The following example demonstrates how to receive a payload, store it in the database using Hibernate Reactive with Panache, and send the persisted entity to Kafka:

package org.acme;

import javax.ws.rs.POST;
import javax.ws.rs.Path;

import org.eclipse.microprofile.reactive.messaging.Channel;

import io.quarkus.hibernate.reactive.panache.Panache;
import io.smallrye.mutiny.Uni;
import io.smallrye.reactive.messaging.MutinyEmitter;

@Path("/")
public class ReactiveGreetingResource {

    @Channel("kafka") MutinyEmitter<Fruit> emitter;     (1)

    @POST
    @Path("/fruits")
    public Uni<Void> sendToKafka(Fruit fruit) {         (2)
        return Panache.withTransaction(() ->            (3)
            fruit.<Fruit>persist()
        )
            .chain(f -> emitter.send(f));               (4)
    }
}
1 Inject a MutinyEmitter which exposes a Mutiny API. It simplifies the integration with the Mutiny API exposed by Hibernate Reactive with Panache.
2 The HTTP method receiving the payload returns a Uni<Void>. The HTTP response is written when the operation completes (the entity is persisted and written to Kafka).
3 We need to write the entity into the database in a transaction.
4 Once the persist operation completes, we send the entity to Kafka. The send method returns a Uni<Void>.

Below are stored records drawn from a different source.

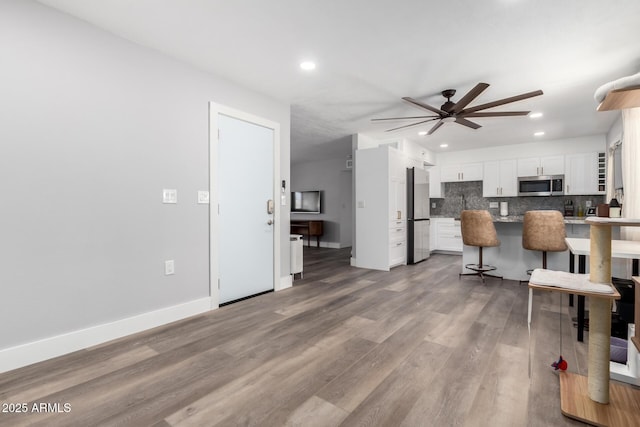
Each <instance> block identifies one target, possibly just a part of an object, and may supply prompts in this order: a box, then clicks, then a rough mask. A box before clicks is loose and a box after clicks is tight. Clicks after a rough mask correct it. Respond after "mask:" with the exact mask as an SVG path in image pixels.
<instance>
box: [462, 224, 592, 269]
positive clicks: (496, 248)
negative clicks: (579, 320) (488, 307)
mask: <svg viewBox="0 0 640 427" xmlns="http://www.w3.org/2000/svg"><path fill="white" fill-rule="evenodd" d="M522 221H523V217H522V216H520V215H512V216H507V217H500V216H496V217H494V223H495V226H496V232H497V233H498V239H499V240H500V246H497V247H493V248H484V249H483V258H484V263H485V264H488V265H493V266H496V267H497V270H495V271H493V272H492V274H496V275H498V276H503V277H504V278H505V279H510V280H526V281H528V280H529V276H528V275H527V270H531V269H534V268H541V267H542V253H541V252H540V251H530V250H526V249H524V248H523V247H522ZM565 225H566V227H565V229H566V233H567V237H579V238H588V237H589V225H588V224H587V223H586V222H585V218H584V217H566V218H565ZM477 262H478V248H476V247H475V246H467V245H464V247H463V250H462V262H461V269H462V272H464V273H467V272H468V271H467V270H466V269H465V268H464V265H466V264H473V263H477ZM547 268H549V269H551V270H557V271H569V251H565V252H548V253H547Z"/></svg>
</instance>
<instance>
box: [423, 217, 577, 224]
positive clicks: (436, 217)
mask: <svg viewBox="0 0 640 427" xmlns="http://www.w3.org/2000/svg"><path fill="white" fill-rule="evenodd" d="M492 216H493V222H496V223H498V222H501V223H504V222H507V223H508V222H515V223H522V222H523V221H524V215H508V216H500V215H492ZM431 218H451V217H450V216H444V215H431ZM587 218H588V217H584V216H565V217H564V223H565V224H580V225H584V224H586V222H585V220H586V219H587ZM455 219H460V218H455Z"/></svg>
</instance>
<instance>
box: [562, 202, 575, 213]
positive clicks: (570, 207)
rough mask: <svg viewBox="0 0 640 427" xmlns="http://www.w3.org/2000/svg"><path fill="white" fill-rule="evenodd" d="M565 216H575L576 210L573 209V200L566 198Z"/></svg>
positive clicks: (565, 204) (564, 210) (565, 206)
mask: <svg viewBox="0 0 640 427" xmlns="http://www.w3.org/2000/svg"><path fill="white" fill-rule="evenodd" d="M564 216H575V211H574V210H573V200H565V202H564Z"/></svg>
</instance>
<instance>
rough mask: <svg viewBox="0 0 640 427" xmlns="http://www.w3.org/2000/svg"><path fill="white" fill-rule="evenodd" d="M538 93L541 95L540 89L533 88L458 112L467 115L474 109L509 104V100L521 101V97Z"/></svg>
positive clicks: (487, 107) (528, 96)
mask: <svg viewBox="0 0 640 427" xmlns="http://www.w3.org/2000/svg"><path fill="white" fill-rule="evenodd" d="M539 95H542V91H541V90H534V91H533V92H527V93H523V94H522V95H516V96H512V97H510V98H504V99H499V100H497V101H493V102H488V103H486V104H481V105H476V106H475V107H471V108H467V109H466V110H462V111H460V113H459V114H461V115H467V114H469V113H475V112H476V111H480V110H485V109H487V108H493V107H497V106H499V105H504V104H509V103H511V102H516V101H522V100H523V99H527V98H533V97H534V96H539Z"/></svg>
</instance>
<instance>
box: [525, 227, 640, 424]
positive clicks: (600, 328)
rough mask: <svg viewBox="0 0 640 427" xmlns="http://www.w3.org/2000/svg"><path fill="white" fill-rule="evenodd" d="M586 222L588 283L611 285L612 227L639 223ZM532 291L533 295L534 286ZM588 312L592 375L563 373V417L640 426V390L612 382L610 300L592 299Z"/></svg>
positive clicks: (589, 359)
mask: <svg viewBox="0 0 640 427" xmlns="http://www.w3.org/2000/svg"><path fill="white" fill-rule="evenodd" d="M586 222H587V223H588V224H589V225H590V236H591V237H590V239H589V242H590V250H589V252H590V259H589V268H590V273H589V280H590V281H591V282H595V283H610V281H611V250H612V244H611V227H612V226H627V227H629V226H633V227H637V226H640V219H629V218H599V217H595V218H587V220H586ZM529 287H530V292H531V291H532V290H533V288H535V285H533V287H532V284H531V283H529ZM549 290H554V289H549ZM554 291H555V290H554ZM589 309H590V319H589V356H588V360H589V366H588V373H589V375H588V377H586V378H585V377H584V376H582V375H577V374H572V373H568V372H561V373H560V375H559V376H560V406H561V410H562V413H563V414H564V415H566V416H568V417H571V418H575V419H578V420H580V421H583V422H586V423H589V424H593V425H604V426H607V425H612V426H614V425H620V426H622V425H624V426H627V425H629V426H631V425H640V411H638V409H637V408H638V407H640V390H637V389H633V388H631V387H628V386H626V385H619V384H616V383H610V382H609V356H610V348H611V347H610V346H611V342H610V335H611V297H608V296H600V295H598V296H595V295H589ZM637 333H638V331H637V330H636V334H637ZM610 397H611V399H610Z"/></svg>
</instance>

21.6. Streaming Kafka topics as server-sent events

Streaming a Kafka topic as server-sent events (SSE) is straightforward:

  1. You inject the channel representing the Kafka topic in your HTTP endpoint

  2. You return that channel as a Publisher or a Multi from the HTTP method

The following code provides an example:

@Channel("fruits")
Multi<Fruit> fruits;

@GET
@Produces(MediaType.SERVER_SENT_EVENTS)
public Multi<Fruit> stream() {
    return fruits;
}

Some environment cuts the SSE connection when there is not enough activity. The workaround consists of sending ping messages (or empty objects) periodically.

@Channel("fruits")
Multi<Fruit> fruits;

@Inject
ObjectMapper mapper;

@GET
@Produces(MediaType.SERVER_SENT_EVENTS)
public Multi<String> stream() {
    return Multi.createBy().merging()
            .streams(
                    fruits.map(this::toJson),
                    emitAPeriodicPing()
            );
}

Multi<String> emitAPeriodicPing() {
    return Multi.createFrom().ticks().every(Duration.ofSeconds(10))
            .onItem().transform(x -> "{}");
}

private String toJson(Fruit f) {
    try {
        return mapper.writeValueAsString(f);
    } catch (JsonProcessingException e) {
        throw new RuntimeException(e);
    }
}

The workaround is a bit more complex as besides sending the fruits coming from Kafka, we need to send pings periodically. To achieve this we merge the stream coming from Kafka and a periodic stream emitting {} every 10 seconds.

22. Logging

To reduce the amount of log written by the Kafka client, Quarkus sets the level of the following log categories to WARNING:

  • org.apache.kafka.clients

  • org.apache.kafka.common.utils

  • org.apache.kafka.common.metrics

You can override the configuration by adding the following lines to the application.properties:

quarkus.log.category."org.apache.kafka.clients".level=INFO
quarkus.log.category."org.apache.kafka.common.utils".level=INFO
quarkus.log.category."org.apache.kafka.common.metrics".level=INFO

23. Going further

This guide has shown how you can interact with Kafka using Quarkus. It utilizes SmallRye Reactive Messaging to build data streaming applications.

If you want to go further, check the documentation of SmallRye Reactive Messaging, the implementation used in Quarkus.